Antibodies are proteins that bind to specific antigens. B cells, located in lymphoid tissue,
release the antibodies, which then circulate in the blood plasma, lymph, or extracellular
fluids. Some antibodies migrate to other areas of the body, such as the respiratory tract or
the placenta, or enter various body secretions, such as saliva, sweat, and milk. Additional
properties of antibodies include the following:

• There are five classes of antibodies (or immunoglobulins): IgA, IgD, IgE, IgG,
and IgM. Antibodies circulating in the blood are primarily IgG, IgA, and IgM,
IgD and a second form of IgM antibodies are found on the plasma membranes of
B cells where they act as antigen receptors. IgE antibodies attach to basophils and
mast cells (both white blood cells found in connective tissue) and induce them to
secrete histamine.
• The basic structure of an antibody is Y-shaped protein that consists of constant
and variable regions. The variable regions are sequences of amino acids that differ
among antibodies and give them specificity to antigens.
• Antibodies inactivate antigens by binding to them and forming an antigen-
antibody complex. Inactivation is followed by macrophage phagocytosis or lysis
brought about by complement proteins. Inactivation may also cause agglutination
(clumping) of antigens or foreign cells.

In some immune responses, a B cell or T cell becomes activated when an antigen or
nonself cell binds to it. Activation then initiates proliferation. In most immune responses,
however, activation requires the presence of a costimulator. That two signals, an antigen
and a costimulator, are required to initiate the immune response ensures that healthy self
cells are not destroyed. Costimulation may occur in two ways:

• Cytokines, released by helper T cells and APCs, act as costimulators. Cytokines

are protein hormones that influence cell growth. When a helper T cell becomes
activated or an APC engulfs an antigen, the helper T cell or APC secretes a
cytokine called interleukin.
• Helper T cells and APCs act as costimulators. Activated T cells or APCs that
display antigens activate B cells or T cells when they temporarily bind to them.

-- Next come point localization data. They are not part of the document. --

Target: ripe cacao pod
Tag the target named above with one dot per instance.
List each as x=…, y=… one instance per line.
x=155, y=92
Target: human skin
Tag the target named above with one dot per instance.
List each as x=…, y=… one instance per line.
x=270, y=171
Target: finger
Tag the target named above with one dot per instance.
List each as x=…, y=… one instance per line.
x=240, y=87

Humoral, Cell-Mediated Immune Responses

The immune system distinguishes two groups of foreign substances. One group consists
of antigens that are freely circulating in the body. These include molecules, viruses, and
foreign cells. A second group consists of self cells that display aberrant MHC proteins.
Aberrant MHC proteins can originate from antigens that have been engulfed and broken
down (exogenous antigens) or from virus-infected and tumor cells that are actively
synthesizing foreign proteins (endogenous antigens). Depending upon the kind of foreign
invasion, two different immune responses occur:

• The humoral response (or antibody-mediated response) involves B cells that

recognize antigens or pathogens that are circulating in the lymph or blood
(“humor” is a medieval term for body fluid). The response follows this chain of
1. Antigens bind to B cells.
2. Interleukins or helper T cells costimulate B cells. In most cases, both an
antigen and a costimulator are required to activate a B cell and initiate B
cell proliferation.
3. B cells proliferate and produce plasma cells. The plasma cells bear
antibodies with the identical antigen specificity as the antigen receptors of
the activated B cells. The antibodies are released and circulate through the
body, binding to antigens.
4. B cells produce memory cells. Memory cells provide future immunity.
• The cell-mediated response involves mostly T cells and responds to any cell that
displays aberrant MHC markers, including cells invaded by pathogens, tumor
cells, or transplanted cells. The following chain of events describes this immune
1. Self cells or APCs displaying foreign antigens bind to T cells.
2. Interleukins (secreted by APCs or helper T cells) costimulate activation of
T cells.
3. If MHC-I and endogenous antigens are displayed on the plasma
membrane, T cells proliferate, producing cytotoxic T cells. Cytotoxic T
cells destroy cells displaying the antigens.
4. If MHC-II and exogenous antigens are displayed on the plasma
membrane, T cells proliferate, producing helper T cells. Helper T cells
release interleukins (and other cytokines) which stimulate B cells to
produce antibodies that bind to the antigens and stimulate nonspecific
agents (NK and macrophages) to destroy the antigens.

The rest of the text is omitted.